Menyoroti kualitas udara di Jabodetabek selama sepekan terakhir menjadikan Presiden Joko Widodo (Jokowi) mengangkatnya saat memimpin rapat terbatas (ratas). Presiden Jokowi menyampaikan kualitas udara di Jabodetabek selama sepekan terakhir di angka 156 sebagai kondisi dan tidak sehat. Ada beberapa faktor dinilai sebagai penyumbang kualitas udara buruk di Jabotabek, di antaranya pembuangan emisi dari transportasi yang menggunakan energi fosil dan aktivitas industri di wilayah Jabodetabek.
Dr. Fahmy Radhi, MBA, dosen Sekolah Vokasi UGM sekaligus pengamat Ekonomi Energi Universitas Gadjah Mada, mengakui ada 3 PLTU yang beroperasi di sekitar Jabodetabek, yakni PLTU Suryalaya, PLTU Banten, dan PLTU Lontar, namun emisi karbon ketiga PLTU itu sudah sangat rendah. Ketiga PLTU, menurutnya, sudah menekan di bawah ambang batas emisi sesuai ketentuan Peraturan Menteri (Permen) Kementerian Lingkungan Hidup dan Kehutanan (LHK) Republik Indonesia No 15 Tahun 2019 tentang Baku Mutu Emisi.
Kementerian LHK bahkan pernah menganugerahkan Proper Emas kepada ketiga PLTU tersebut sebagai penghargaan tertinggi bagi perusahaan yang terbukti melakukan pengelolaan lingkungan lebih dari yang dipersyaratkan dan melakukan upaya-upaya pengembangan masyarakat secara berkesinambungan.

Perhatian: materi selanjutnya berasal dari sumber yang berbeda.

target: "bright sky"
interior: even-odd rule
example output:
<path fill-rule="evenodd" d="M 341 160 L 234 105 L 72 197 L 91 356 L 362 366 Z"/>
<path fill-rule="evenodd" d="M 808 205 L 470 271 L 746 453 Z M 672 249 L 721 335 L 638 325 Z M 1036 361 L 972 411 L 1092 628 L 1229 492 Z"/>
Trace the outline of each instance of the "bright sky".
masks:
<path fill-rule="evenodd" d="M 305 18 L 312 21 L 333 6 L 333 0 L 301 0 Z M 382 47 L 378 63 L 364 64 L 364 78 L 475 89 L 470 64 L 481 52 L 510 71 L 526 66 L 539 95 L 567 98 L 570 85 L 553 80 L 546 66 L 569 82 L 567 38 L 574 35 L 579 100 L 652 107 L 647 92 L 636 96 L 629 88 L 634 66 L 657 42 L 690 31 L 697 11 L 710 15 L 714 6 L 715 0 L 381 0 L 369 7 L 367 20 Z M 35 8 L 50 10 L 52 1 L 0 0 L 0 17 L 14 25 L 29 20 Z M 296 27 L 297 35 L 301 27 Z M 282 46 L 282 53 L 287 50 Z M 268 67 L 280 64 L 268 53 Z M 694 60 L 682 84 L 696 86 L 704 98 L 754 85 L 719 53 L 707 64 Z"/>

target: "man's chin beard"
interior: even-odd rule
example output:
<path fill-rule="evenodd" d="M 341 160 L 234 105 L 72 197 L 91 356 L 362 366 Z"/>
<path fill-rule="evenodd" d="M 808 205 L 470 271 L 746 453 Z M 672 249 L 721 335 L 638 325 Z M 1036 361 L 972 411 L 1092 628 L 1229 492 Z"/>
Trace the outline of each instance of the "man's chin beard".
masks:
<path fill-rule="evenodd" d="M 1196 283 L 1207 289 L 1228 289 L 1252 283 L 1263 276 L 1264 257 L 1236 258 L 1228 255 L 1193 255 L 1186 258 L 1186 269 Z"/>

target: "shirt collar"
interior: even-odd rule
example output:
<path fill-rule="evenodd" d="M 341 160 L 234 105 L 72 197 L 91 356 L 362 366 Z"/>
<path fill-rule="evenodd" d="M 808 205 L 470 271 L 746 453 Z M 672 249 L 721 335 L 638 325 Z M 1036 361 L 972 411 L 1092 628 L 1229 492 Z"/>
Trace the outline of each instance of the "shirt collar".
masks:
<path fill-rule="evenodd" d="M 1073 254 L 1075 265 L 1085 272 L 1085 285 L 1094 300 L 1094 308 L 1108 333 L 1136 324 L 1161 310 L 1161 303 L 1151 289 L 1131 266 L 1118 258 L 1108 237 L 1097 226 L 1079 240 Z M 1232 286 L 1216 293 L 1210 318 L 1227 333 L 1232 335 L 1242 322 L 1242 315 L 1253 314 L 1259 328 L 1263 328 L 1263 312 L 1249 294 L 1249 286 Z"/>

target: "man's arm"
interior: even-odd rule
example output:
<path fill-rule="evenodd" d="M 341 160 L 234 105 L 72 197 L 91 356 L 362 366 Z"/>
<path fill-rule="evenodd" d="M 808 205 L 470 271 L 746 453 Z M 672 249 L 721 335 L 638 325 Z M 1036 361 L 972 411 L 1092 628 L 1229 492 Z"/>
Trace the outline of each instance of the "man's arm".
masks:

“Penghargaan itu sangat tepat karena selama ini ketiga pembangkit itu sudah menerapkan teknologi Electrostatic System Precipitator (ESP) yang mengendalikan abu hasil proses pembakaran dan menjaring debu PM 2,5 sehingga tidak berhamburan yang mencemari udara,” ujar Fahmy di Kampus UGM, Rabu (16/8).
Disamping itu, dalam penilaiannya ketiga PLTU itu juga menerapkan teknologi Low NOx Burner yang dapat menekan polusi NO2 sangat rendah, di bawah ambang batas ditetapkan Kementerian LHK. Dengan demikian kualitas buruk udara di Jabodetabek bisa disimpulkan berasal dari asap kendaraan bermotor dan asap pabrik sebagai penyumbang terbesar polusi.
Karenanya ia berpendapat mengingat polusi udara Jabotabek sudah sangat ekstrem, maka kebijakan pemerintah pun diharapkan juga harus ekstrem. Untuk menekan polusi dari kendaraan bermotor, pemerintah harus menerapakan kebijakan ganjil-genap kendaraan pribadi di seluruh wilayah Jabodetabek selama 24 jam.
Kebijakan ini diharapkan akan mengurangi setengah jumlah kendaraan pribadi yang melaju di jalanan Jabodetabek. Untuk mendukung kebijakan itu, Pemerintah DKI diharuskan menambah bus angkutan massal berbasis listrik dan lebih serius lagi dalam pengembangan ekosistem Electric Vehicle.
“Sedang untuk mengatasi polusi udara dari asap pabrik, pemerintah harus menindak tegas perusahaan yang tidak mengolah limbah dan masih menghasilkan asap yang memperburuk polusi udara. Semua itu harus ditempuh, tanpa kebijakan ekstrem, kita berharap banyak untuk mampu menekan laju polusi udara buruk dan tidak sehat di wilayah Jabodetabek,” terangnya.